Cost-Effectiveness and Necessity of Zero Consumption Tax on Food & Beverage Products and Uniform 5% Consumption Tax
Instead of consumption tax cuts, introduction of tax credits with benefits should be promoted.
January 28, 2026
Summary
◆Estimates of the impact on household budgets from the Liberal Democratic Party's proposal to eliminate consumption tax on food & beverage products versus some opposition parties calling for a uniform reduction to a 5% consumption tax rate show the former would reduce household expenses by 88,000 yen annually, while the latter would reduce them by 281,000 yen. The effect on stimulating personal consumption would be about 0.5 tril yen (with a GDP boost effect of 0.3 tril yen) for the former, and about 1.5–4.6 tril yen (with a GDP boost effect of 1.1–3.2 tril yen) for the latter. For either measure, a large portion of the fiscal expenditure would go to households with less need for support, and the economic effect is seen as small relative to the required funding of about 5–15 tril yen annually.

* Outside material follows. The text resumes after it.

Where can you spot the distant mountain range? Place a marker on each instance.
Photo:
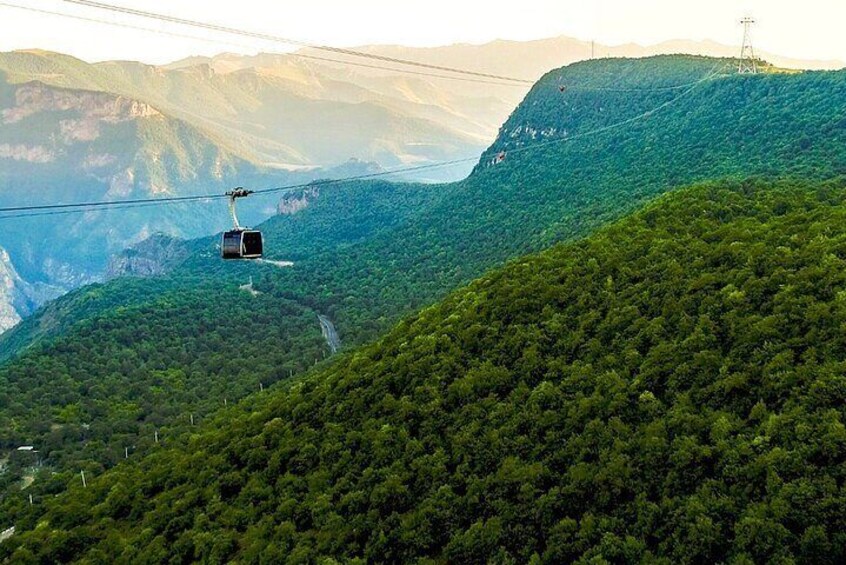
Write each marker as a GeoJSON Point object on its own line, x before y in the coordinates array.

◆According to the government forecast approved by the Cabinet under the Sanae Takaichi administration, the consumer price index for fiscal year 2026 is projected to slow to a y/y increase of 1.9%. Considering the implementation of measures such as raising the basic deduction, there is no need to implement additional consumption tax cuts as countermeasures against rising prices. Even if the zero-consumption tax on food and beverages is implemented as a measure with a two-year time-limit going forward, it should end as scheduled without extension. The government should actively advance the design of a system for introducing a tax credit with benefits through the National Council.